# 4' sq Sagging roof w/ H2O damage



## htinww (Jul 5, 2008)

Hello, 

With the recent storm i have a 4' sq section of my roof that is sagging.  It let water into the house.  I know how to replace the drywall & re popcorn the ceiling.  What i don't know is if it is safe to cut out the bad part of the roof.  I would replace the plywood, seal edges, felt it then new shingles.  I have lived here almost 11 years and it already had 3 layers on when i bought.  I would need to add 3 to get the same level.  Any hint would help so I dont cause any more dammage.  Can't afford hiring it out as i was just released from my welding job.  Know off any jobs out their im all ears.

Thanks 
Heather


----------



## inspectorD (Jul 5, 2008)

Some pic's would help. But you need to just make sure the water flows downhill, and use plenty of tar. The 3 layers is a hard fix because you do not know how many layers down where water is leaking in from.

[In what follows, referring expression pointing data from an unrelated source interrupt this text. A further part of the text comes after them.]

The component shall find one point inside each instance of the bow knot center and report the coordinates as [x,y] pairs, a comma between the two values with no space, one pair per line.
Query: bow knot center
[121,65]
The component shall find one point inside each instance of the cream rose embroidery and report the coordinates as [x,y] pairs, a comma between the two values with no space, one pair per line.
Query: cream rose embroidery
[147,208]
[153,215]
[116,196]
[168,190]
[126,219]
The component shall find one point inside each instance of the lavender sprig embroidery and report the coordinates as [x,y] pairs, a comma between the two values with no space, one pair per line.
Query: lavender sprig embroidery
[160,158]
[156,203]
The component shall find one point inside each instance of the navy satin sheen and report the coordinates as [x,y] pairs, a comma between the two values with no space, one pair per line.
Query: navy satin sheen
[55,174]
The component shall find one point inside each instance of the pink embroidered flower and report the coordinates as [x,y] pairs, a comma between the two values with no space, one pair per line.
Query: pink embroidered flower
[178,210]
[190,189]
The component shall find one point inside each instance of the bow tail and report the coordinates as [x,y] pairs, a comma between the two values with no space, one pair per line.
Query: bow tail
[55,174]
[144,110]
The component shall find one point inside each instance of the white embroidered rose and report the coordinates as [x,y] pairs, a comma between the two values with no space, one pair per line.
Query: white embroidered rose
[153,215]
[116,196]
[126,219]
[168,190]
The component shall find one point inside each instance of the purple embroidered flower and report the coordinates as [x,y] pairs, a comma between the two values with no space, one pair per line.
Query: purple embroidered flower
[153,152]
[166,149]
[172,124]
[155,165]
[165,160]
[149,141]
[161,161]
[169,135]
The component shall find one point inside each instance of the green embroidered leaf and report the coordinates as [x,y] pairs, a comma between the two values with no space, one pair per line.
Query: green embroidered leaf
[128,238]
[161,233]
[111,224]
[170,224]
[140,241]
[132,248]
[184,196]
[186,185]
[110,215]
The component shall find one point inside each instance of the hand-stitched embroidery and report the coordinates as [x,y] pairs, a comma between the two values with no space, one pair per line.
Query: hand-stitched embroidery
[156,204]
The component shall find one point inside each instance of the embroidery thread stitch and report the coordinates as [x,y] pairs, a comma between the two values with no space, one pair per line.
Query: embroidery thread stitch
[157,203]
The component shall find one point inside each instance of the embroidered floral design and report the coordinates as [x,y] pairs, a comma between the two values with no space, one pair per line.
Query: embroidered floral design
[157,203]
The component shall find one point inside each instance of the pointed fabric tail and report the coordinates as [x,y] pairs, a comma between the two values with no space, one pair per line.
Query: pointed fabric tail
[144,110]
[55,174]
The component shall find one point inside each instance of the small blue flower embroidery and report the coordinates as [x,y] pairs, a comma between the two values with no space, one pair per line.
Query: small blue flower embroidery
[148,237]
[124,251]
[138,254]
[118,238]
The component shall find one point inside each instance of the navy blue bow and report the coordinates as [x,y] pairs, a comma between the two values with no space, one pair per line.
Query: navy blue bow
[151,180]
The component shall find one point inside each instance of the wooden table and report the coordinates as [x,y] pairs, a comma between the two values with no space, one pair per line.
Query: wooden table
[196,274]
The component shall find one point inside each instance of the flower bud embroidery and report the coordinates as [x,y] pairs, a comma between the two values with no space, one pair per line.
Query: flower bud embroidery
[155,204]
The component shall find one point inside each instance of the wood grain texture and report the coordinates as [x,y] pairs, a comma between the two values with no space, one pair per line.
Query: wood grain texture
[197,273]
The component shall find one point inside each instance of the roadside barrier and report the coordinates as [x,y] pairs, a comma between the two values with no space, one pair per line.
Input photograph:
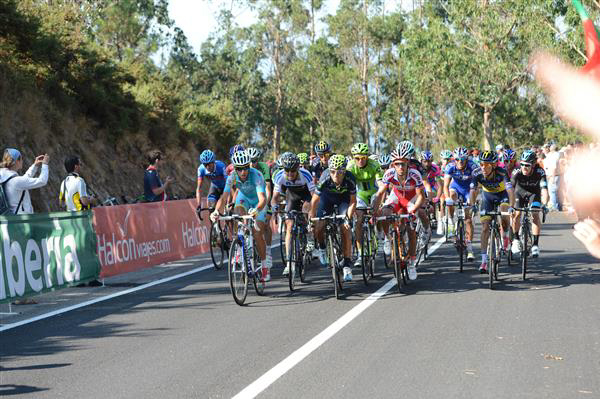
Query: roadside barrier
[45,252]
[138,236]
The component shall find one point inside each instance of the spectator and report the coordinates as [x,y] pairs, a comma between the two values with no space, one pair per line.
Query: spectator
[17,187]
[553,173]
[73,193]
[154,190]
[73,190]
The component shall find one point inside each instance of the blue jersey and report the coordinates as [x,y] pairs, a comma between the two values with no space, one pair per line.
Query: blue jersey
[217,177]
[462,178]
[254,184]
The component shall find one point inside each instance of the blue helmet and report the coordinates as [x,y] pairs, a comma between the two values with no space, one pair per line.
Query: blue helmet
[235,148]
[426,156]
[207,156]
[461,153]
[508,155]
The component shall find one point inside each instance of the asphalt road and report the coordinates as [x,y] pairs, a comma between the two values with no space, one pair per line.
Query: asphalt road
[447,336]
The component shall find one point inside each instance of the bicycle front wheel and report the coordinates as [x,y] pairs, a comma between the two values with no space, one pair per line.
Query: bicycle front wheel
[365,254]
[217,246]
[238,277]
[258,276]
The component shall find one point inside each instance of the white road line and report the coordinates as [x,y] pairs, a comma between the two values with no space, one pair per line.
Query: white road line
[263,382]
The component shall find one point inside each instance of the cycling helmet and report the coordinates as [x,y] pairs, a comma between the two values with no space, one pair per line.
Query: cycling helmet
[405,149]
[207,156]
[385,160]
[235,148]
[360,149]
[426,156]
[240,158]
[254,153]
[508,155]
[289,160]
[446,154]
[461,153]
[529,156]
[303,157]
[322,146]
[489,156]
[337,162]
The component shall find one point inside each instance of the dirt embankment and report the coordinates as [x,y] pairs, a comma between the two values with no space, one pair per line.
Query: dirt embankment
[112,167]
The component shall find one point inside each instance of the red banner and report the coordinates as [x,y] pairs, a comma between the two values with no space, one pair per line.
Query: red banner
[133,237]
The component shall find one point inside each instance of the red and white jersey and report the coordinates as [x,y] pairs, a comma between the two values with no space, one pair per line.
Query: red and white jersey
[406,188]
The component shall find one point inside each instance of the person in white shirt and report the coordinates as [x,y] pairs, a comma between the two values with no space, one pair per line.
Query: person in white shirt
[16,188]
[552,169]
[73,190]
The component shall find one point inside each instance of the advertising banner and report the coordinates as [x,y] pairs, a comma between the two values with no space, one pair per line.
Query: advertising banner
[44,252]
[132,237]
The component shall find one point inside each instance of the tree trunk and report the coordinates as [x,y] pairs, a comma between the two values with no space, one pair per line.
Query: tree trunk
[488,140]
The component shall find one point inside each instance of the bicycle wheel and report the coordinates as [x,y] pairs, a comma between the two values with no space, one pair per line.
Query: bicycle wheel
[374,244]
[491,256]
[333,263]
[524,252]
[257,276]
[291,262]
[217,246]
[460,243]
[238,276]
[365,254]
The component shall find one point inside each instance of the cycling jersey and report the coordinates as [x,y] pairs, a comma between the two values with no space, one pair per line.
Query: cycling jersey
[264,169]
[366,178]
[296,191]
[332,195]
[317,168]
[497,182]
[403,190]
[433,174]
[216,177]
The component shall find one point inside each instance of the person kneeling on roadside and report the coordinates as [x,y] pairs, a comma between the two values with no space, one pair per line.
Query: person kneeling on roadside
[73,194]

Patch the top layer as best you can, and use anything you can to build it up. It is at best a band aid, but keep checkin it. 
Try checking it with the hose water first...before you get a big storm.
Good luck with the job search.


----------



## glennjanie (Jul 5, 2008)

Hello Heather:
I don't know how large the roof is but I would recommend removing all the roofing then the damaged sheeting. I think you will find a couple of broken rafters under the 4' square section. Start from the rafters and work back up using one felt layer and one layer of the roofing.
If we are talking about a rather flat roof (less than 3/12 pitch) I would use Half Lap 90# roll roofing glued down. The instructions come with it and it makes a long lasting roof.
Glenn


----------



## htinww (Jul 5, 2008)

I posted photos in my profile.  I think you can see them.  New at this site.


----------



## htinww (Jul 6, 2008)

Everyone sounds like their saying to cover it?  I was going to take that section down to the studs.  Cut out the bad plywood and work my way up.  I will get dif view of roof 2marrow.  I have a multi level house so this is my 2nd roof what looks like a "chim" is the house before the 3rd roof.  The first is below them to the side of problem.  Ill also take a photo of the whole house so u can see the pitch of each roof. 

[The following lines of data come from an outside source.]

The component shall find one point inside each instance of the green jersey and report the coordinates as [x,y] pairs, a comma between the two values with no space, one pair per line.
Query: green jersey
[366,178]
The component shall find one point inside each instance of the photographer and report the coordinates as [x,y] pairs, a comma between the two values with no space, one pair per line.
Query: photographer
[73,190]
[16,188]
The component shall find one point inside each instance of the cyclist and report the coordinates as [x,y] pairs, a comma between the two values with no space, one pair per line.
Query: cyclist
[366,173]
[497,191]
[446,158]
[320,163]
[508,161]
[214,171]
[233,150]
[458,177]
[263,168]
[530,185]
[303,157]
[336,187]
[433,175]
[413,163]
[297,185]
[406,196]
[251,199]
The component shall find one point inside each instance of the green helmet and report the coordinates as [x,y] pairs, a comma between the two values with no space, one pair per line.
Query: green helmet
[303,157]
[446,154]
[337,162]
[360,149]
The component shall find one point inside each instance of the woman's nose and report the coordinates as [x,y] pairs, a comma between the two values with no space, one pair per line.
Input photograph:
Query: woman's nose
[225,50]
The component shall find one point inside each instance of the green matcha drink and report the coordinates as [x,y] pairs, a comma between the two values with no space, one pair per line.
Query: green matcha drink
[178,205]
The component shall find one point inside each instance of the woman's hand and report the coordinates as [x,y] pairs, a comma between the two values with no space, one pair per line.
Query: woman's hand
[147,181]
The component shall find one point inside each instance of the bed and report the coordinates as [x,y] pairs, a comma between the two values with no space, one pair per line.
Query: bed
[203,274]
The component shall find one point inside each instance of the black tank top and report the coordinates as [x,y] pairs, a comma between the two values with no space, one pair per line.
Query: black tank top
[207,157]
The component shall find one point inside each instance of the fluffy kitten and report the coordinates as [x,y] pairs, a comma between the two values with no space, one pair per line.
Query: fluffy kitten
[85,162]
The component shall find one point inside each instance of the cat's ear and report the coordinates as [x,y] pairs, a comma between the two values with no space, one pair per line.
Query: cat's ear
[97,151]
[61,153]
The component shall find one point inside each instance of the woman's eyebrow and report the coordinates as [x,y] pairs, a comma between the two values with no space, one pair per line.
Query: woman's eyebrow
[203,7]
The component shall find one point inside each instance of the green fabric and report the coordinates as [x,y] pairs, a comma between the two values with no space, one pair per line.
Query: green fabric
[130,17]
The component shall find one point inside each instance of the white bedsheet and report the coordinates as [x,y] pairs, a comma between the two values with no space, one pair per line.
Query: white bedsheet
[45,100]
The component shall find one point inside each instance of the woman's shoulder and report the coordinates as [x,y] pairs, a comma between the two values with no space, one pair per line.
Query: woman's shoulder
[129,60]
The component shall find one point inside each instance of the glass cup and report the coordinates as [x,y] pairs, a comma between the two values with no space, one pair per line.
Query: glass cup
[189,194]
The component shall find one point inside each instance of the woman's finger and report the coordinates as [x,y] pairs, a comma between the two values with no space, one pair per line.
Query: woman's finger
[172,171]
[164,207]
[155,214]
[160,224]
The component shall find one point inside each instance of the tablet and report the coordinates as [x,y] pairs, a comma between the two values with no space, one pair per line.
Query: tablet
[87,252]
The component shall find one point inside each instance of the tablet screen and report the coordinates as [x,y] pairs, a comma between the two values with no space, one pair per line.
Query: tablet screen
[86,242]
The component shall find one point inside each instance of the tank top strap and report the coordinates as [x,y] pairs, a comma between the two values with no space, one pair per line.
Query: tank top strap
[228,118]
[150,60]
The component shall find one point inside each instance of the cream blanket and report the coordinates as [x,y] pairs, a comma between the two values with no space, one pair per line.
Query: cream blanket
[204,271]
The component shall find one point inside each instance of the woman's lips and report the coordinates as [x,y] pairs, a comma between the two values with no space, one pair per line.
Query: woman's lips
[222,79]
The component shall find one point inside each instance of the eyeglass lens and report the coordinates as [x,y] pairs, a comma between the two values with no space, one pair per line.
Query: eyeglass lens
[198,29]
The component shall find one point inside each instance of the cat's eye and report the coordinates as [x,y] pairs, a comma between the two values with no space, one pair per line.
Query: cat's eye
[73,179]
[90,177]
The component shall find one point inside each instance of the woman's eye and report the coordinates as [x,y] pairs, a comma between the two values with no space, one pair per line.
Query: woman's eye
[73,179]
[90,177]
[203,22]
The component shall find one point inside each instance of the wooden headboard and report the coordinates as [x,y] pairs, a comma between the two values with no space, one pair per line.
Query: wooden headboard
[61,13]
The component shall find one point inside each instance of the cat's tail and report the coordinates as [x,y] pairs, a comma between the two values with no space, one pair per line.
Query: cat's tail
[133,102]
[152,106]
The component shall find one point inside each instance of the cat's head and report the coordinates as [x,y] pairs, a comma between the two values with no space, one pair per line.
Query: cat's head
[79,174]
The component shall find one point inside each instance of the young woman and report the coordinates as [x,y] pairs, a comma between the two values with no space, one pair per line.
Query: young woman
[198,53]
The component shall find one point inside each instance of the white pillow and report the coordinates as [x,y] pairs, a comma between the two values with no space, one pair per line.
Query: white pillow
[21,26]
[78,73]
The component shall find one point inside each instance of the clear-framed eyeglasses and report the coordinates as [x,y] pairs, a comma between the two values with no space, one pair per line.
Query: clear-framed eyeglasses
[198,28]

FYI: Omaha Nebraska had straight winds 90-130 MPH June 27th, 2008.  They classified it at a 1-3 level huricane.  Yea i said nebraska and we don't get huricanes but the amount of rain, hail & winds in the short amount of time it was as close as we have gotten.

Thanks
Heather


----------



## inspectorD (Jul 6, 2008)

Se what good pictures do. 
Yup take it down to the plywood and change what you need to. The instructions for roofing are on the package. But I agree with the roofin god, the issue looks like it is the wall flashing on the chimney. Or the area above is leaking from somewhere else.
I would remove a piece of siding above this area to make sure the building paper(if any) is not tucked behind the flashing. 
Kind of like tucking your raincoat into your pants...you get wet. 

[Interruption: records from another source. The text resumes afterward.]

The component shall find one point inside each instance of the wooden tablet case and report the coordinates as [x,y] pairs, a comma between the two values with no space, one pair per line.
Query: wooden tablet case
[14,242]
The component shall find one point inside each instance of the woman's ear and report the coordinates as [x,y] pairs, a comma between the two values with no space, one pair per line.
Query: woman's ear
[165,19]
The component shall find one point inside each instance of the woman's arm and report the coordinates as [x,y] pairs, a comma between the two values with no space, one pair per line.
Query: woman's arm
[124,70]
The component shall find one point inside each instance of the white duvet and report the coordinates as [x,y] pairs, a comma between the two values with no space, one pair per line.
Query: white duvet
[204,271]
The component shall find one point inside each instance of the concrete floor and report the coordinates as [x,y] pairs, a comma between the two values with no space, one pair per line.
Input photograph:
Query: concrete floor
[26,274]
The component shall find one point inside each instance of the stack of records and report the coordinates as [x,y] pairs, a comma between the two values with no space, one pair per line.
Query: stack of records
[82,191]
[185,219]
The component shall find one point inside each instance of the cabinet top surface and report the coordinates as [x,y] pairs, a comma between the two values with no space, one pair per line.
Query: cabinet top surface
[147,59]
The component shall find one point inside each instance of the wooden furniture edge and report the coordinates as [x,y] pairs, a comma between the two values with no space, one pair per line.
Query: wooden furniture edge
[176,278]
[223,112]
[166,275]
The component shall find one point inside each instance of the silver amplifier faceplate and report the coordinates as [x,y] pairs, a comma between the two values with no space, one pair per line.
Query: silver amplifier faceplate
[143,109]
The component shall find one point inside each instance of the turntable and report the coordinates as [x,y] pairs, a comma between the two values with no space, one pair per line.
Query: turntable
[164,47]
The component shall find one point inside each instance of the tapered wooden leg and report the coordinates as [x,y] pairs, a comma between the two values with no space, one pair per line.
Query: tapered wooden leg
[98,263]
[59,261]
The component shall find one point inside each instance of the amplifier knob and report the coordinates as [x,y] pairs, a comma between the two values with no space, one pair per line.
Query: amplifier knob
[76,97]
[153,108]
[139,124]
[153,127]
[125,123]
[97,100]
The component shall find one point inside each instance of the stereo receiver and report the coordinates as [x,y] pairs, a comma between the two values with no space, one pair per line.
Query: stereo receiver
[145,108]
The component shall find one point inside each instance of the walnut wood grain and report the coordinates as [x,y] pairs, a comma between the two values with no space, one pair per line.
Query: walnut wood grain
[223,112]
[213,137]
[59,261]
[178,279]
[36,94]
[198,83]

Be careful up there with bad structure, many folks fall in, or off.


----------



## htinww (Jul 6, 2008)

New pics of roofs


----------



## inspectorD (Jul 6, 2008)

I'm pretty certain that boxed area around that hidden chimney is the culprit.
Take it apart and see behind it, i'll bet it has also decayed. The gutter empties onto the roof in this area also?
Just be careful not to fall through.
Then post more pic's.


----------



## hondadrv24 (Jul 6, 2008)

Heather, 
I got caught out in that storm it was definitely a strange thing.  Sounds like you've probably got some good advice with it being a problem from above and around the chimney chase.  My guess is that your sagging is only the plywood between the ceiling joists.  I agree with Glenn in replacing the whole roof if possible but given your job situation get it patched as good as you can until you can replace the whole thing.  

wish i knew of some welding jobs but I'm a trucker now, welding is a thing of the past for me.  Good luck 
Justin


----------